PBI.com: What are some common factors that lead to high-risk pregnancies?
Jones: If you’ve had previous medical problems when you come into a pregnancy you’ll then be at risk for having a high-risk pregnancy. For example, if you have hypertension, diabetes, if you’re obese, or if you have advanced maternal age. The healthier you are at the beginning of the pregnancy the less likely, not impossible, but the less likely you’re going to have complications. There are some people who come to a pregnancy very healthy and still end up with a high-risk pregnancy. So pregnancy itself for some people—and we don’t yet know why—causes them to develop diabetes or high blood pressure during the pregnancy.
What diet would you recommend for women who are more susceptible to high-risk pregnancies?
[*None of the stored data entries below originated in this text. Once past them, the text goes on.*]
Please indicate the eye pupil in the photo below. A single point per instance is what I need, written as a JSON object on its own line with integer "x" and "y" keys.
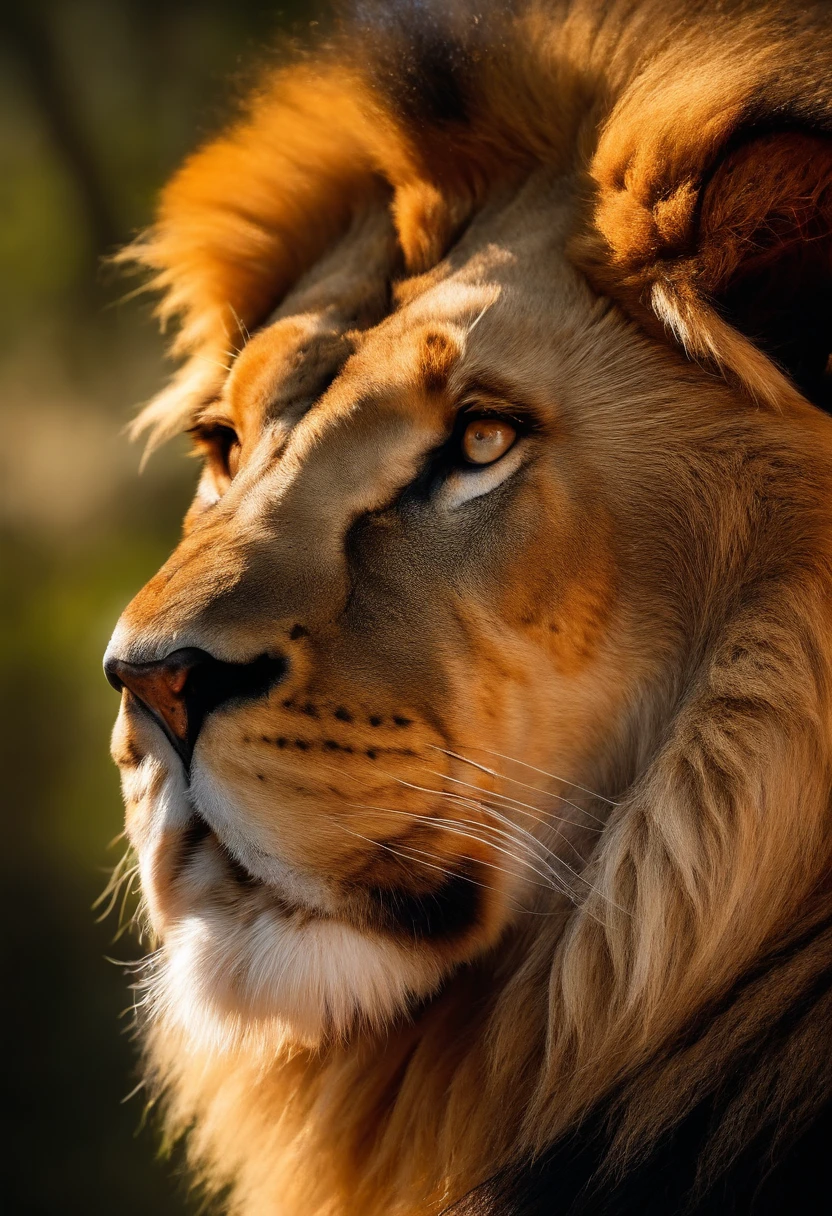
{"x": 487, "y": 440}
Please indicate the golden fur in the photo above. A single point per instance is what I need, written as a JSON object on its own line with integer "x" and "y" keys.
{"x": 596, "y": 688}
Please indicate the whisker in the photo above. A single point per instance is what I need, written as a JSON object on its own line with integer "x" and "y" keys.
{"x": 524, "y": 784}
{"x": 543, "y": 772}
{"x": 455, "y": 828}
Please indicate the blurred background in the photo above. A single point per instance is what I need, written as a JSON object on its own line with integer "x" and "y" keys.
{"x": 100, "y": 100}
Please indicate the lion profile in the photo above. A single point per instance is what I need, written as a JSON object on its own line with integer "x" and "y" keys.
{"x": 476, "y": 739}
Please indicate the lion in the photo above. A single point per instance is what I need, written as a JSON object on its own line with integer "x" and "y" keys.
{"x": 477, "y": 738}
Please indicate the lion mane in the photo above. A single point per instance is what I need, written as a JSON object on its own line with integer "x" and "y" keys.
{"x": 655, "y": 1037}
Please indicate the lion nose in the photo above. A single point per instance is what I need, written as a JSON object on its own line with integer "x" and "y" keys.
{"x": 184, "y": 687}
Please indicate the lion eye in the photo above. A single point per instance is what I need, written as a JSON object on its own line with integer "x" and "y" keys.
{"x": 487, "y": 440}
{"x": 231, "y": 454}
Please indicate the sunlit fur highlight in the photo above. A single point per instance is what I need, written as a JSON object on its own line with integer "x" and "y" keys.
{"x": 715, "y": 845}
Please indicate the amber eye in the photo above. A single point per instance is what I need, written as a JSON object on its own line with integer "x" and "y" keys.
{"x": 220, "y": 448}
{"x": 487, "y": 440}
{"x": 231, "y": 452}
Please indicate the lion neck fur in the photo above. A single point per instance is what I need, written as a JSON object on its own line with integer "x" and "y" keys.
{"x": 719, "y": 838}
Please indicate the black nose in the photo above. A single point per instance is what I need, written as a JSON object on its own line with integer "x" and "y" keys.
{"x": 183, "y": 688}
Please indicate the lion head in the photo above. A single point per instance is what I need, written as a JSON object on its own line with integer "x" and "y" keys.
{"x": 476, "y": 737}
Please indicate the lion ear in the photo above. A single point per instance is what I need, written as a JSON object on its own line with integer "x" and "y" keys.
{"x": 723, "y": 235}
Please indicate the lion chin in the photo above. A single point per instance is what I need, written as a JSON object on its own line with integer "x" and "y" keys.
{"x": 253, "y": 956}
{"x": 476, "y": 739}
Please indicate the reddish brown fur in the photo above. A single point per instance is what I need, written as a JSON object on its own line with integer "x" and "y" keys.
{"x": 642, "y": 608}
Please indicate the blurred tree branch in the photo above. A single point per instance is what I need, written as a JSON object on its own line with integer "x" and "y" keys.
{"x": 29, "y": 40}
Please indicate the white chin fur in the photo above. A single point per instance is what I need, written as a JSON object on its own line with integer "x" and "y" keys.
{"x": 277, "y": 980}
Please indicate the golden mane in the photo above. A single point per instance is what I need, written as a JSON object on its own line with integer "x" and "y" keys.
{"x": 698, "y": 135}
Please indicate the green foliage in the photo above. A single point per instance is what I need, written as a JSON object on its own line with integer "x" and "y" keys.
{"x": 99, "y": 99}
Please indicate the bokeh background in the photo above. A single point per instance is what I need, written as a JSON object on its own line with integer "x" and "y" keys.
{"x": 99, "y": 101}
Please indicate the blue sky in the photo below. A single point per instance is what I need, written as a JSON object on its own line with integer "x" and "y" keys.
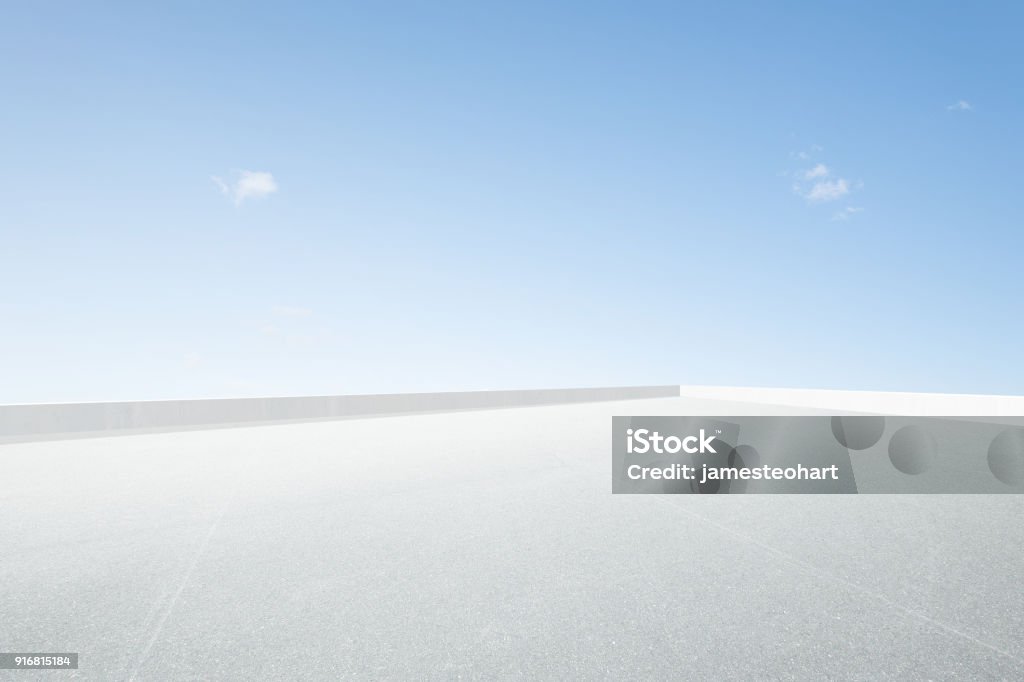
{"x": 216, "y": 199}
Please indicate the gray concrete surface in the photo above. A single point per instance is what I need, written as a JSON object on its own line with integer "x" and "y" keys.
{"x": 482, "y": 545}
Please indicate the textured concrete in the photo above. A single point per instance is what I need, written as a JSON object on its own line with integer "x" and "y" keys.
{"x": 482, "y": 545}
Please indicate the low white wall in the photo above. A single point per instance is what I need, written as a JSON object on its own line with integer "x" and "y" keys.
{"x": 922, "y": 405}
{"x": 29, "y": 422}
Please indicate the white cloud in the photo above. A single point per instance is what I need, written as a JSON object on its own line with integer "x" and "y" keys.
{"x": 827, "y": 190}
{"x": 247, "y": 184}
{"x": 818, "y": 171}
{"x": 847, "y": 213}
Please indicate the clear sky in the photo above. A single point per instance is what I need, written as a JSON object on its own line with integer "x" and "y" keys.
{"x": 217, "y": 199}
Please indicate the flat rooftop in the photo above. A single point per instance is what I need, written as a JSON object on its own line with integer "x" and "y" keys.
{"x": 482, "y": 544}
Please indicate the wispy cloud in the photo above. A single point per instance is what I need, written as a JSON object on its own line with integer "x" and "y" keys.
{"x": 819, "y": 184}
{"x": 847, "y": 213}
{"x": 246, "y": 184}
{"x": 818, "y": 171}
{"x": 827, "y": 190}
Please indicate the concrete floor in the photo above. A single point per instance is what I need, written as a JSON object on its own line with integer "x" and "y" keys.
{"x": 481, "y": 545}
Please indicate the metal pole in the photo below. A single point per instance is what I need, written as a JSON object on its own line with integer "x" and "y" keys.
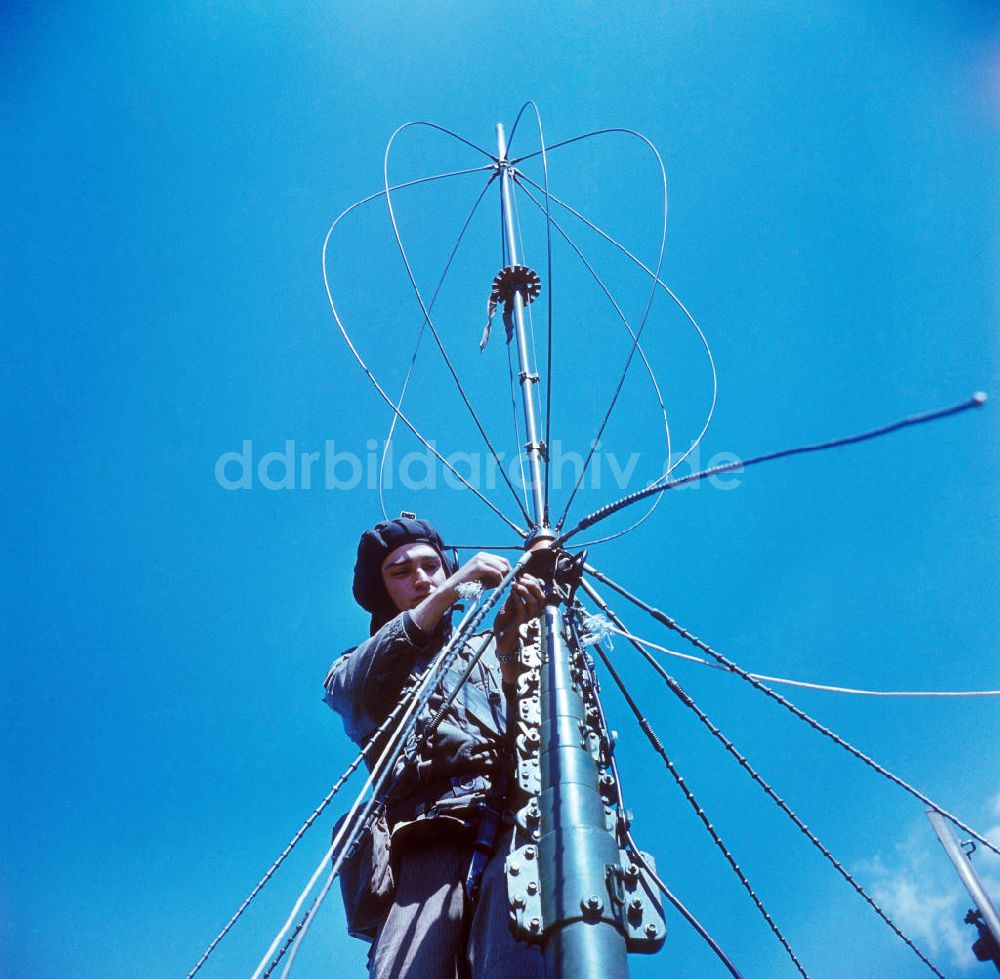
{"x": 578, "y": 858}
{"x": 576, "y": 852}
{"x": 966, "y": 872}
{"x": 528, "y": 378}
Make sure you do have leafy green vegetables for folic acid, which is needed to develop healthy babies. Folic acid is something women should be taking preferably before they get pregnant. If you can, get your BMI to less than 30 and start taking a prenatal vitamin with a folic acid minimum of 400 micrograms. Stay away from fast food, sodas, and things with empty calories, and have lots of water, fruits, and vegetables. With fruits, you want apples, pears, and berries. For veggies, limit the starchy vegetables like corn and potatoes and do more leafy greens, carrots, and sweet potatoes.
What factors do you encourage women who are pregnant with multiples to think about?
The important thing is diet. They have to make sure they’re eating at least every couple of hours each day. They should have many some small meals throughout the day and get lots of hydration. They should also rest and learn the signs and symptoms of preterm labor. They should be educated about the type of twins they’re carrying, whether they’re carrying identical twins or fraternal twins, and be aware of the complications that can occur depending on the type of twins.